The specific objectives of the study are to:

i. ascertain the food consumption pattern of “okada” riders in the study area, using the food frequency questionnaire and 24-hour dietary recall.

ii. determine their nutritional status, using anthropometry.

iii. determine the relationship between their nutritional status and food consumption pattern.

iv. identify factors affecting food consumption pattern.


This work will give insight on the nutritional status of the population. It will allow for comparison between the nutritional status and food consumption pattern of “okada” riders in the study area, as well as elucidate the factors affecting the food consumption pattern of the study population. The information will provide a fundamental data for nutritionists, policy makers and advocates of food and nutrition. The nutritionists will benefit from this study in such a way that it will help them achieve optimal health of this group of people by providing information and advice about health, food choices and healthy food consumption. The data from this study will also help the policy makers and advocates of food and nutrition to achieve their goals by incorporating food and nutrition into development plans and allocation of adequate resources towards solving the problems pertaining to food and nutrition at all levels.

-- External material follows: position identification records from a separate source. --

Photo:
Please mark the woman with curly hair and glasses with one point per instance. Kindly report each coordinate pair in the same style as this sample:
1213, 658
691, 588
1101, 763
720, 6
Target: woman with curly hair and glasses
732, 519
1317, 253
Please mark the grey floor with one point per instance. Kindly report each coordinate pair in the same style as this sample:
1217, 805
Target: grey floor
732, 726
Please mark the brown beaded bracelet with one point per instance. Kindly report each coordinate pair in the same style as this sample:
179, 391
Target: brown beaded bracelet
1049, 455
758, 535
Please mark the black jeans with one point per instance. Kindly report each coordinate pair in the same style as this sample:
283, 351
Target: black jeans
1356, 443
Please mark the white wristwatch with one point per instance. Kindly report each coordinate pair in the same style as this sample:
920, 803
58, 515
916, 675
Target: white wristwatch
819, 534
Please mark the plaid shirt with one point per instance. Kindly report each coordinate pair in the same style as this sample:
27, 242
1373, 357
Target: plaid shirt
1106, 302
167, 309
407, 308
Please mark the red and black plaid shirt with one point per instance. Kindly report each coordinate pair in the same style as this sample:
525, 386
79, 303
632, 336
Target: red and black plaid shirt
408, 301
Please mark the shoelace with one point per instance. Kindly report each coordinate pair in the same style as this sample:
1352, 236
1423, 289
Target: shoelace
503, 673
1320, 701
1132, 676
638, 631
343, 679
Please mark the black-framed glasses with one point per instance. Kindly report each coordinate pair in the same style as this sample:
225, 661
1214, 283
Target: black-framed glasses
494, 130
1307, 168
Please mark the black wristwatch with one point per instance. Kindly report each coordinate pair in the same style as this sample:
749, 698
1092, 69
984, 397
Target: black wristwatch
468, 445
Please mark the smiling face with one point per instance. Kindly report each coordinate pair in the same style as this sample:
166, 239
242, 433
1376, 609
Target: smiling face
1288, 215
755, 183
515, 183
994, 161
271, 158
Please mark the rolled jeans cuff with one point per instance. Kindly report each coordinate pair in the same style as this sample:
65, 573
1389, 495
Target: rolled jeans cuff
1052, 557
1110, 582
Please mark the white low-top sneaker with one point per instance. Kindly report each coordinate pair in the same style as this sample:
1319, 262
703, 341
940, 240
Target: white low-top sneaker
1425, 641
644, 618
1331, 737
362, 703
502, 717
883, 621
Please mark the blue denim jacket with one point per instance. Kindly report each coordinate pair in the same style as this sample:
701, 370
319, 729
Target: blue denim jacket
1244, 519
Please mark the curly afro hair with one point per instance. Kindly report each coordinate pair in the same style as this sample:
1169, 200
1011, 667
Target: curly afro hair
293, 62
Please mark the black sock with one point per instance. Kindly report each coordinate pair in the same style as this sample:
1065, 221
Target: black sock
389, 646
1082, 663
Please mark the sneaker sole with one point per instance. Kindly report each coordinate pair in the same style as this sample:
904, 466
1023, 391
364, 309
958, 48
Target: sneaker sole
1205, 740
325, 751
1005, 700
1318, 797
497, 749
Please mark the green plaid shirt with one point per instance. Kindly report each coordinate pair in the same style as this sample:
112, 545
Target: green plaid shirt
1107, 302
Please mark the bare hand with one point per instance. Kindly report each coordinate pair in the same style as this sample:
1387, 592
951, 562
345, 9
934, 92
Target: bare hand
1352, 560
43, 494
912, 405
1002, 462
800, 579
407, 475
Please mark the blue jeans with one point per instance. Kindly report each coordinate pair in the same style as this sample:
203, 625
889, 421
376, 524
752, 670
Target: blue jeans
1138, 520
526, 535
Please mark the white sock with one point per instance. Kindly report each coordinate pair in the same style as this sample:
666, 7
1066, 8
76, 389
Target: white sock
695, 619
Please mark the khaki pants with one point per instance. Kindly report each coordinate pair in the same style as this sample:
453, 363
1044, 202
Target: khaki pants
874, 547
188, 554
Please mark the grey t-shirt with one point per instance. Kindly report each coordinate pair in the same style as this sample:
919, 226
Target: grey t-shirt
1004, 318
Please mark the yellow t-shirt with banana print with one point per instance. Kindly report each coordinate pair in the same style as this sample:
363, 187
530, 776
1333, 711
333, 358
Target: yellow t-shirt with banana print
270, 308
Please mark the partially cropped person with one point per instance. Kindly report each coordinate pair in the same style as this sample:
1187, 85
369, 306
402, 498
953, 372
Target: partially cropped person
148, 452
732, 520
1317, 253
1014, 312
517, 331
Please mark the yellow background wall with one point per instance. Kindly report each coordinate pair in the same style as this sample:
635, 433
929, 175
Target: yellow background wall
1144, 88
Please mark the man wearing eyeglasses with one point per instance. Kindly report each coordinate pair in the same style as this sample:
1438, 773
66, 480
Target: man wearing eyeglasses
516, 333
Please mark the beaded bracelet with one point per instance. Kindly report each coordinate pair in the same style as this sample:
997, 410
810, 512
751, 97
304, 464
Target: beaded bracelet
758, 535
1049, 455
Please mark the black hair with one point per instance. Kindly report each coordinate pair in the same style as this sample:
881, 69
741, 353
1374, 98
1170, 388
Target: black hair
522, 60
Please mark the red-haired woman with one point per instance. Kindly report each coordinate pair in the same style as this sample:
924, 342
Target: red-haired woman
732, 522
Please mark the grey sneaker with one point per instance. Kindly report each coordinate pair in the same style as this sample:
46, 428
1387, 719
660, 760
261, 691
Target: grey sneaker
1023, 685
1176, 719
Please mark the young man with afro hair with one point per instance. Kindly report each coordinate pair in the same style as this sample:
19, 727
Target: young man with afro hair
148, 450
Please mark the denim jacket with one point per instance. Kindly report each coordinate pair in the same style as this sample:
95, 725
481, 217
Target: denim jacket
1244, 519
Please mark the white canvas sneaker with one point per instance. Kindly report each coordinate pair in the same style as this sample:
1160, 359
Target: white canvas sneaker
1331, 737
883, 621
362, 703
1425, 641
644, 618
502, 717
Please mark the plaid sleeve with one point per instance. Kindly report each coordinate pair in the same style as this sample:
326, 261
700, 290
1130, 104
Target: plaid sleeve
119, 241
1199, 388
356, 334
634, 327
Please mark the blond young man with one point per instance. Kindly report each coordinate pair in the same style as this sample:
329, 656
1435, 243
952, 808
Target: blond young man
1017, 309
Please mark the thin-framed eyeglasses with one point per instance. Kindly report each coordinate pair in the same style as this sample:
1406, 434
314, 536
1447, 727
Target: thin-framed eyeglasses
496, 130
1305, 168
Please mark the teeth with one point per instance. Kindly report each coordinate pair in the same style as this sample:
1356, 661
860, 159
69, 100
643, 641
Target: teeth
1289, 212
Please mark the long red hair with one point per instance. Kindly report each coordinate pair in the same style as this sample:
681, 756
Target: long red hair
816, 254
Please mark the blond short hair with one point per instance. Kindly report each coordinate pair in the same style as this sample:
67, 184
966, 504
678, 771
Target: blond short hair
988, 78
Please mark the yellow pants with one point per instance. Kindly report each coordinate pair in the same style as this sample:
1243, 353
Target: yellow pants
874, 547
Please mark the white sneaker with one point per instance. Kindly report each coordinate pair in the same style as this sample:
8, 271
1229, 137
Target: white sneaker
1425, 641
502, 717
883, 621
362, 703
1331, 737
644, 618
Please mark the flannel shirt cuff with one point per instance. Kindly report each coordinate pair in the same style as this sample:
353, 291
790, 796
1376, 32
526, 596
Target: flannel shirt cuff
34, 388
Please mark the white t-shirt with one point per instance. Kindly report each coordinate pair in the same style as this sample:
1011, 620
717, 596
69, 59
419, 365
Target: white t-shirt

Ministries like the Federal Ministry of Health, Nigerian Medical Association (NMA), church, groups like associations in the communities and individuals suffering from diseases such as hypertension and diabetes mellitus due to poor consumption pattern can benefit by knowing the causes and the preventive measures.

The study will go a long way in helping the stakeholders in nutrition to draw up the appropriate intervention programmes for “okada” riders in Ikwuano L.G.A., Abia state.